I have read Heart of Darkness. This is not a lie, but it was until yesterday. Last month, Robert McCrum, in a short blog post in the Guardian, asked readers to share the most embarrassing gaps in their reading, as he himself trundled off on vacation with an unread copy of Middlemarch in tow. The comments on the post numbered 74, as reader after anonymous reader listed their sins of omission, eager to unburden themselves as if in a literary confession booth. Not a one, however, mentioned Heart of Darkness, which made me feel worse. At least there was some solidarity about Bleak House.
At any rate, in the spirit of penitence, I have now read it. There were two things, in particular, that I found striking about Conrad’s maddening fable of colonial cruelty and blindness. The first was its beauty. Conrad is so entrenched in our culture as a kind of moralist-cum-hypocrite—a case study in the murkiness of historicization—that his language often falls by the wayside. But of course, as I should have suspected, the novel only carries so much cultural baggage because its sentences can bear the weight. By the second paragraph, Conrad had assured me of his greatness:
In the offing the sea and the sky were welded together without a joint, and in the luminous space the tanned sails of the barges drifting up with the tide seemed to stand still in red clusters of canvas sharply peaked, with gleams of varnished sprits. A haze rested on the low shores that ran out to sea in vanishing flatness. The air was dark above Gravesend, and farther back still seemed condensed into a mournful gloom, brooding motionless over the biggest, and the greatest, town on earth. play online blackjack ipad
He writes like Turner paints—in stately, conventional images whose subtle formal liberties grasp after something more modern.

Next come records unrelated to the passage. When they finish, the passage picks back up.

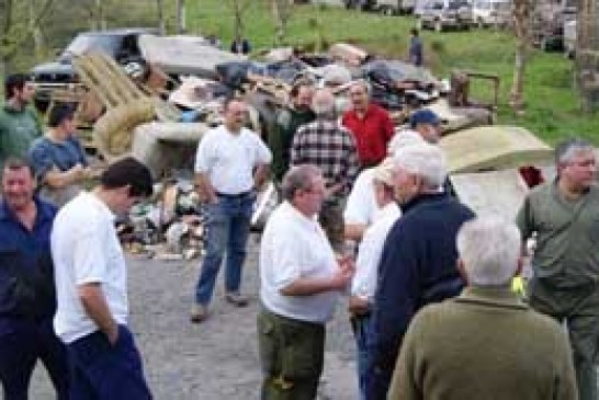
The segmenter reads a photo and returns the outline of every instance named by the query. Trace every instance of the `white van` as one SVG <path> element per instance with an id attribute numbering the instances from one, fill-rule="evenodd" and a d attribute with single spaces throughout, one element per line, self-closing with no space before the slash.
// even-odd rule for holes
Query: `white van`
<path id="1" fill-rule="evenodd" d="M 474 23 L 479 27 L 507 26 L 511 22 L 511 0 L 474 0 Z"/>

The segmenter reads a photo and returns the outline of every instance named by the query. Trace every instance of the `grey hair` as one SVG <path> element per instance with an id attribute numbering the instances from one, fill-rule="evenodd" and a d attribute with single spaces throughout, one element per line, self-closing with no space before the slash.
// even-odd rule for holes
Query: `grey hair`
<path id="1" fill-rule="evenodd" d="M 300 164 L 292 167 L 283 176 L 281 184 L 283 199 L 291 202 L 297 191 L 310 188 L 314 179 L 317 176 L 323 176 L 323 172 L 316 165 Z"/>
<path id="2" fill-rule="evenodd" d="M 324 88 L 318 89 L 312 98 L 312 111 L 316 116 L 335 116 L 335 96 L 331 91 Z"/>
<path id="3" fill-rule="evenodd" d="M 513 222 L 477 217 L 462 225 L 456 244 L 470 285 L 507 285 L 518 271 L 522 239 Z"/>
<path id="4" fill-rule="evenodd" d="M 366 91 L 366 94 L 370 96 L 371 92 L 372 92 L 372 87 L 371 84 L 364 80 L 364 79 L 358 79 L 358 80 L 354 80 L 350 83 L 349 85 L 349 90 L 351 90 L 351 88 L 353 87 L 362 87 L 364 88 L 364 90 Z"/>
<path id="5" fill-rule="evenodd" d="M 443 151 L 427 142 L 405 146 L 393 155 L 395 168 L 420 176 L 428 188 L 439 188 L 447 178 L 447 161 Z"/>
<path id="6" fill-rule="evenodd" d="M 594 151 L 594 146 L 585 139 L 572 137 L 555 147 L 555 164 L 570 161 L 578 151 Z"/>

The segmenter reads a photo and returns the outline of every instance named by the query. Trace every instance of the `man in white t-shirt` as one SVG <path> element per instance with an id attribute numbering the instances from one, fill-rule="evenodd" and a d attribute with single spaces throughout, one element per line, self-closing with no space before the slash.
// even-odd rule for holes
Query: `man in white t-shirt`
<path id="1" fill-rule="evenodd" d="M 256 190 L 268 174 L 272 153 L 260 137 L 244 127 L 247 105 L 239 99 L 225 102 L 225 122 L 200 141 L 195 158 L 196 183 L 206 204 L 206 255 L 195 287 L 191 321 L 206 319 L 207 307 L 225 253 L 225 299 L 238 307 L 241 266 L 256 202 Z"/>
<path id="2" fill-rule="evenodd" d="M 364 398 L 368 367 L 368 336 L 371 307 L 373 306 L 376 289 L 376 268 L 383 253 L 383 245 L 387 233 L 402 215 L 395 201 L 394 184 L 395 163 L 393 158 L 386 158 L 373 169 L 373 193 L 378 209 L 374 222 L 365 230 L 355 262 L 355 276 L 351 283 L 349 310 L 351 325 L 358 350 L 358 380 L 360 398 Z"/>
<path id="3" fill-rule="evenodd" d="M 115 215 L 151 192 L 148 168 L 125 158 L 104 171 L 92 192 L 67 203 L 54 221 L 54 330 L 67 344 L 70 399 L 151 399 L 127 328 L 126 265 L 114 229 Z"/>
<path id="4" fill-rule="evenodd" d="M 337 260 L 318 215 L 325 181 L 317 167 L 293 167 L 284 202 L 273 212 L 260 247 L 258 342 L 262 400 L 315 399 L 323 372 L 325 323 L 353 275 Z"/>

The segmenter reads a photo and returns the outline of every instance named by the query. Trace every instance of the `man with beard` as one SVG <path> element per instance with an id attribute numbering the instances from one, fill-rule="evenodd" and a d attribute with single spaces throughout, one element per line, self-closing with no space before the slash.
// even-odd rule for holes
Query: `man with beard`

The second thing that struck me about Heart of Darkness was its familiarity. I didn’t feel like I was reading a novel for the first time so much as returning to a novel I’d read years earlier, its basic frame in place but the details hazy. Marlow holding his shipmates in his thrall deep into the night; the maniacal Kurtz’s haunted last words; the darkness itself, “so impenetrable to human thought, so pitiless to human weakness”—these had already made their way, in vague outline, into my brain. It’s a novel that occupies that kind of place in the culture.
What other books that I’ve neglected to read make that cut? One confession is enough. Perhaps I’ll save the others for another post.